The simple fact of the matter is that the more muscle you can activate during a workout the greater growth stimulation you’ll receive.

I invite you to take 3 compound exercises such as any mentioned on the list below. Choose an upper body pull, an upper body push and a compound lower extremity exercise.

Stick with about five or six sets of 3-6 reps with 60 seconds and no more then 90 seconds of rest between sets. Some exercises can be done for slightly higher reps but not the big barbell lifts.

I normally wouldn’t recommend my clients perform an exercise that requires maximal tension or has a significant risk factor involved be done for more than six to eight reps(most times no more than 6 reps).

It’s important to understand that I am not married to any particular philosophy or paradigm in regard to any training routine or program.
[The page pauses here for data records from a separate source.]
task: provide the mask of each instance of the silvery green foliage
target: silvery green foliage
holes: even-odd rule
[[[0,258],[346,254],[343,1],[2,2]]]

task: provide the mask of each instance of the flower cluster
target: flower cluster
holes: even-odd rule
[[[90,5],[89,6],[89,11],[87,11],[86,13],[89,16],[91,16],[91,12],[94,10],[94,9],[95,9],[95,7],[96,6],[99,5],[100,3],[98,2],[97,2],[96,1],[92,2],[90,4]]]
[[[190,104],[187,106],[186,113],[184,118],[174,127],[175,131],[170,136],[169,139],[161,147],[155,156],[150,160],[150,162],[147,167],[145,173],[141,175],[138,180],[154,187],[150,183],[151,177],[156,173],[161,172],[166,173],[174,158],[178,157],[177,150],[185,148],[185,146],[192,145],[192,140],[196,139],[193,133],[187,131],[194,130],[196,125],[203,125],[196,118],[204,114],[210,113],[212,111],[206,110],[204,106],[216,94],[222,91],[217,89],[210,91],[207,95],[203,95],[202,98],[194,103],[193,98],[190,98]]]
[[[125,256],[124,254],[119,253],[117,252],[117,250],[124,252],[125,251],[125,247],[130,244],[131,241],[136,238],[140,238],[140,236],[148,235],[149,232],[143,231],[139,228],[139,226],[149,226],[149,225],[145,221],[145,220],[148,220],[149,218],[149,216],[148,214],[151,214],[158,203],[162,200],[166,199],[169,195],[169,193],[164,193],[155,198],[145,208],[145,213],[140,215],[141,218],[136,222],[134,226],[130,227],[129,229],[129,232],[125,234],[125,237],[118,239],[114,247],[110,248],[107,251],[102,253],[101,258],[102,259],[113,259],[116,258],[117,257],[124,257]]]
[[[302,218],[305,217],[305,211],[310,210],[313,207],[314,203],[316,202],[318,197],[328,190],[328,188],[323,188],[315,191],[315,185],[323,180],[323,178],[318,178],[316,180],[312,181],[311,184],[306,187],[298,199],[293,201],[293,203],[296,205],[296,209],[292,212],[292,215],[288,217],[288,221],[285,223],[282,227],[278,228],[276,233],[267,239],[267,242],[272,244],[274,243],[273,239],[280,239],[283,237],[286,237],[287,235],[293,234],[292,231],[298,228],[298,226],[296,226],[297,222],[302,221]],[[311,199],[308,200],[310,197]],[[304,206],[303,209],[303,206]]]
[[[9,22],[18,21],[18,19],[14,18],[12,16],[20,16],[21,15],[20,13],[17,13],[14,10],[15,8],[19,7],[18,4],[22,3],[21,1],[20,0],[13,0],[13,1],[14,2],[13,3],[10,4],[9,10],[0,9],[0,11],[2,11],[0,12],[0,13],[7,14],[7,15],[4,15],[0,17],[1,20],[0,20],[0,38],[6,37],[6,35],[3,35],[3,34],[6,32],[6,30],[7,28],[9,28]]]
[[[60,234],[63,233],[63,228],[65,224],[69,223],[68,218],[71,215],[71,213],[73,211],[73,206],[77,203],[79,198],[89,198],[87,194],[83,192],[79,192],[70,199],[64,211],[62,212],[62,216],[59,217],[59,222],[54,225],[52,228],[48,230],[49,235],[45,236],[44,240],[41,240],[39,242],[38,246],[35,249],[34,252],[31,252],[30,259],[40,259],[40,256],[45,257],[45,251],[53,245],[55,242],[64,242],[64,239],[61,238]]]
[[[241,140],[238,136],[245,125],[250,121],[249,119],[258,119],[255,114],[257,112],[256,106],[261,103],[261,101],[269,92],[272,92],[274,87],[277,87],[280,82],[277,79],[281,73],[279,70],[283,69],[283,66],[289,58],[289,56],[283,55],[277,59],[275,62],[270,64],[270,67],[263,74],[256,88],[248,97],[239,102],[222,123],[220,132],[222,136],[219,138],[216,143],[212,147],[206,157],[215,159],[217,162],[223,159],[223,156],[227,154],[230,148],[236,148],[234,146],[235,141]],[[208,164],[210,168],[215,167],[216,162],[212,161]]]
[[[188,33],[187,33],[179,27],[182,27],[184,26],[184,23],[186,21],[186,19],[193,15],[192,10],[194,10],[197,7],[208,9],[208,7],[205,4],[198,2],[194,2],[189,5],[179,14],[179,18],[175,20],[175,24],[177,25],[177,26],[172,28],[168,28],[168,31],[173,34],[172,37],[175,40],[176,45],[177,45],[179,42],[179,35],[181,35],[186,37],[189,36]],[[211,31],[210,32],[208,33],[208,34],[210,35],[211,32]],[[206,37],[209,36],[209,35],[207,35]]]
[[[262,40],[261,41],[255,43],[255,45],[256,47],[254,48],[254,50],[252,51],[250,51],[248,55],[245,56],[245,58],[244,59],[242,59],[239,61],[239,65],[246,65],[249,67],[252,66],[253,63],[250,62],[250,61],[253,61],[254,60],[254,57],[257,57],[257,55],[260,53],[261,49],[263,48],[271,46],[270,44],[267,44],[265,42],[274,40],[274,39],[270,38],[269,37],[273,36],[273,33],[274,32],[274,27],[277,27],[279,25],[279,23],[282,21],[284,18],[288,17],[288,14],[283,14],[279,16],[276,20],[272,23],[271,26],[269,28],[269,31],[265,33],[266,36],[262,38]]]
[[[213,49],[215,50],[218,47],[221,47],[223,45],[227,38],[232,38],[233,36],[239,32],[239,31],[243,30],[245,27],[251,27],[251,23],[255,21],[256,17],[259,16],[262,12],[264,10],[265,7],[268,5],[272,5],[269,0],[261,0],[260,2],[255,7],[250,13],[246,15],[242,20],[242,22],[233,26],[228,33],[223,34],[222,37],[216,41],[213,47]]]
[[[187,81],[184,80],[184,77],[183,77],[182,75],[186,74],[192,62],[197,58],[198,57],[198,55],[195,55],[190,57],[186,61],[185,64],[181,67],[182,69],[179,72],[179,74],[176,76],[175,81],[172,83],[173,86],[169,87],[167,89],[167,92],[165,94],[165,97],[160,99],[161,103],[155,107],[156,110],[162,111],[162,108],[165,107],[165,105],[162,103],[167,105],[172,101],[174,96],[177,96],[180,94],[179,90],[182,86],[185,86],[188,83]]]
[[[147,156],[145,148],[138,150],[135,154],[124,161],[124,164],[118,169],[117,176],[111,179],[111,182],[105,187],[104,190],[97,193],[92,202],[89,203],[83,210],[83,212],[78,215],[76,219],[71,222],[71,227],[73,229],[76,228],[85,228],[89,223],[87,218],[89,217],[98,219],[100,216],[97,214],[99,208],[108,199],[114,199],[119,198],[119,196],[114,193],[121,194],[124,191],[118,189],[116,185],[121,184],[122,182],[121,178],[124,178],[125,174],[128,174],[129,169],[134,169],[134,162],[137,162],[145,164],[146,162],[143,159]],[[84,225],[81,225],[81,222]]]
I’m simply offering my perspective. I don’t care about what you or anybody else chooses to do, that’s your business.

I do however, encourage you to consider what your goals are and to structure a feasible plan that’s going to get you there!

It’s important that you do understand that you have to pay attention to many of the training splits that you’ll find (in magazines for instance) and identify and potential problem areas.

For example, if you were to do shoulder exercises one day, doing chest exercises the next day would increase your risk for injury.

The reason is, the deltoids are going to be heavily impacted during both sets of exercises (as are the triceps – however the deltoids are more susceptible to injury).

If you’re dead set on utilizing a strength training split then be sure to incorporate full body movements. To begin the process of finding the best strength training split for you, you need to figure out your schedule.